On a deeper level, the theory of it all fascinated me. I mostly use my history degree to correctly answer trivia questions at my favorite coffee shop (that degree is paying for itself ten cents at a time), but I do have one. My first thought, fueled by years of Star Trek episodes, was that you can’t change one thing without unintended consequences. Sure Johnson got us deeper into Vietnam, but he also had the legislative skills to ram civil rights legislation through congress. I’ve seen it on a personal level as well. My dad died when I was fifteen (in a way that, theoretically, could be prevented through time travel). Nothing about my life – good or bad – would be the same if my dad hadn’t died. I’d never have moved from New Jersey to California. Never have met my husband. And just like that my four children don’t exist. It can freak you out if you think too much about it. King deals with those aspects as well. If you like to get into the theory of time travel as I obviously do, you’ll find that here.
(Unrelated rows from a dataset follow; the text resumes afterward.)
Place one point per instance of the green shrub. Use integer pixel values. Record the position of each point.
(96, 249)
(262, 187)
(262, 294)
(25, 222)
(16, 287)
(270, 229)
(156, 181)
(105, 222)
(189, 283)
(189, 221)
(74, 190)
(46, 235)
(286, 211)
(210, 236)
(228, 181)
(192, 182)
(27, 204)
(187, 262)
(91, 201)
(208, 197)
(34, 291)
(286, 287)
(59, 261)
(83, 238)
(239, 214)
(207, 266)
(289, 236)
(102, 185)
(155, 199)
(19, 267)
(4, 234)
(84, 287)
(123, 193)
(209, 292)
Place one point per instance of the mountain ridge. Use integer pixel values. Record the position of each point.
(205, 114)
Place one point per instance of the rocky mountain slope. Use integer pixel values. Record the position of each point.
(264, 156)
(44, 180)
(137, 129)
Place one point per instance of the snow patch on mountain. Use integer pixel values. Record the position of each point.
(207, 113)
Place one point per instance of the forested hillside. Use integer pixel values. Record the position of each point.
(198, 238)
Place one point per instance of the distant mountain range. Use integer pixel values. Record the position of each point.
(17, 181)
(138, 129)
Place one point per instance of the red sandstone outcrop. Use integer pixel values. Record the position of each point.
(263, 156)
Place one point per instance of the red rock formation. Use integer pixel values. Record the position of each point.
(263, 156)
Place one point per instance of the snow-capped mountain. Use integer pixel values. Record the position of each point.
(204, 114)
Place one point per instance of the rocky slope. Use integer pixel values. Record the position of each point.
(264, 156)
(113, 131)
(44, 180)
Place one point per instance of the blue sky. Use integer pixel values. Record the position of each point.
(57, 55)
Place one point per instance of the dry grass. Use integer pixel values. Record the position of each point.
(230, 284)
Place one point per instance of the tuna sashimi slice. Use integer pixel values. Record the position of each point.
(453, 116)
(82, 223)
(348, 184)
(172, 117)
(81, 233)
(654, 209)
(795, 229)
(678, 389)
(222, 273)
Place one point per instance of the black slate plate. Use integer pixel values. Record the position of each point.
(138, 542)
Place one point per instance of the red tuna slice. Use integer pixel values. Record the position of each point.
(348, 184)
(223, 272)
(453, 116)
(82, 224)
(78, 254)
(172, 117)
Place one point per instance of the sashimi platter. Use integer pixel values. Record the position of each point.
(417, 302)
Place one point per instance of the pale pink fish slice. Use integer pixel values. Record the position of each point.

The only thing that didn’t work as well for me was the somewhat sizable portion of the book that concentrates on Oswald. For a time, Jake leaves Jodie, separates from Sadie, and follows Oswald closely. There was just a little too much of that for me. Otherwise, I found the whole 849 page tome riveting.
One caveat for romance readers: This book has many a sweet moment and plenty of romance, but it’s not a romance. You know, a romance with an HEA. So while I would urge fans of time travel, historical fiction, and literature in general to give it a try, I’d hate for anyone to expect a denouement full of sunshine and rainbows. Otherwise, this is a wonderful, thoughtful book that’s well worth the price of admission. I’m so glad I gave it a chance.